Indeed, the mere mention of those plays causes Bundy to cringe. What Stages audience members can expect instead, he says, is the same kind of theater that's highlighted his bi-coastal career -- productions such as his American premiere of The Pitchfork Disney, a dark play about 28-year-old twins who live in a perpetual childhood, and his Circle Rep production of Gray's Anatomy, a play that marries the Wizard of Oz fable with a devastating illness that contaminates a small town's water supply. But however daring Bundy might be in his selection of plays, theatergoers are unlikely to complain if their choices get more intriguing and entertaining -- a contention that is Stages' new bottom line.

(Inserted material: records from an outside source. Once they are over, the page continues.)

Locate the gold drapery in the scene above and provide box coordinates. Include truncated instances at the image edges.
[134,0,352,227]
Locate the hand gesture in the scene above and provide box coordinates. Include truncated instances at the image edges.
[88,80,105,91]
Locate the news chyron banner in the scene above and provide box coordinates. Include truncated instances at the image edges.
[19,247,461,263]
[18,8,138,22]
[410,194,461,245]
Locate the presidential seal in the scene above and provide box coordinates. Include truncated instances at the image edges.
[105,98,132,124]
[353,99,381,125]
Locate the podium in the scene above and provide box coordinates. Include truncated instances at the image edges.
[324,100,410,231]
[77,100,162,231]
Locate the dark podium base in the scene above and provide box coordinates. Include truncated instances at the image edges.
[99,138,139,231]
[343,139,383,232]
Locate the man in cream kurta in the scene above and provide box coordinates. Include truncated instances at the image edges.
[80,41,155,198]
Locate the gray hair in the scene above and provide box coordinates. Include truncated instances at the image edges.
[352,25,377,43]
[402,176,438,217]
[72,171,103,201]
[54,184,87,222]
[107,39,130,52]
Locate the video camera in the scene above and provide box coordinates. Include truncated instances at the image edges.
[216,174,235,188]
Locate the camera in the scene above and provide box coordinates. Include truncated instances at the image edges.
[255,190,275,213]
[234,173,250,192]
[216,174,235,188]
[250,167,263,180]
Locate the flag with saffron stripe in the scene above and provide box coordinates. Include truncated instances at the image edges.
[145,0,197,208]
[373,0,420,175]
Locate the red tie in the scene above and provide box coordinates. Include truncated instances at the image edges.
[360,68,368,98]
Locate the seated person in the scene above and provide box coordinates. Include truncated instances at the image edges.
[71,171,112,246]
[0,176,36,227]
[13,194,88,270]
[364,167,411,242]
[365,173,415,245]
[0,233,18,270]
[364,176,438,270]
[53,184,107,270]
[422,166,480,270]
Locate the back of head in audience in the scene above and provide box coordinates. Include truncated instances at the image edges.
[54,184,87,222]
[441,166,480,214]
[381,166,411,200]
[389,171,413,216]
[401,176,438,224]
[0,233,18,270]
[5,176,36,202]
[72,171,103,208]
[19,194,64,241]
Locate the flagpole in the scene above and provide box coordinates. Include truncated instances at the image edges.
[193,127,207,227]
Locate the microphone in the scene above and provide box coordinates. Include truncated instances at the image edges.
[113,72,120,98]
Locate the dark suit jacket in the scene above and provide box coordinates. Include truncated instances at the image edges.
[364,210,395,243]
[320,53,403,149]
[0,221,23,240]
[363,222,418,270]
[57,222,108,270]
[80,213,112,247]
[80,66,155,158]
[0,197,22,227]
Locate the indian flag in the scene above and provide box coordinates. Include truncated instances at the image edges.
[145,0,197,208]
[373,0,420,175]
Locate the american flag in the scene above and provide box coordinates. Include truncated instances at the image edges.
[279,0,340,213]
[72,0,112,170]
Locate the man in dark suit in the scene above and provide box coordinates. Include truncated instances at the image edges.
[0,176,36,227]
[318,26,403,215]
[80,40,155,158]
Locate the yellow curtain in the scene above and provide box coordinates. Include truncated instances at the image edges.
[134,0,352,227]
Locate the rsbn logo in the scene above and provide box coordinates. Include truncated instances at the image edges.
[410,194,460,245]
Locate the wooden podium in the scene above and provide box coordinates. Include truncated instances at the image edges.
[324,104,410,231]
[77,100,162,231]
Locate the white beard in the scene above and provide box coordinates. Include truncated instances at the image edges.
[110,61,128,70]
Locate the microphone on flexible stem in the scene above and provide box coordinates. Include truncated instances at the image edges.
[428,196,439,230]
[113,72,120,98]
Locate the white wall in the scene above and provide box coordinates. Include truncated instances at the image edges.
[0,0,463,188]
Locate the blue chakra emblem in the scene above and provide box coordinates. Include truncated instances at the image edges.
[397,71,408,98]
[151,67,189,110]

One of Bundy's real gifts as a director, his colleagues and critics say, is his talent for choosing scripts that recognize theater as a malleable art form. "I want people who revel in the live event to come to the theater, people who come ready to roll up their sleeves instead of ready to go to church," Bundy says. Though new plays that deal with universal themes such as human frailty are the centerpiece of his directing experience, Bundy is also well versed in the classics, and usually balances his seasons with at least one revival. His creativity in direction is balanced with a rare ability to distill a play's essence down to a sentence, an exercise he uses when he teaches direction. The practice is part of what leads to the deeper layers in his productions. For example, a play about a nurse finding a swan -- such as Stages' season opener, The Swan -- might resonate with layers of Greek mythology.

Trained as an actor at the Academy of American Dramatic Arts, the blossoming director found it annoying that he didn't have input into production values such as set design. Arching an eyebrow, Bundy says turning to directing was a symptom of his "escalating megalomania." But it's also led to memorable moments such as the time in Hartford, Connecticut, when he walked into a parking lot following a production he'd directed of David Mamet's Oleanna and found a couple arguing about the play, ready to duke it out before they were willing to get back into their car together.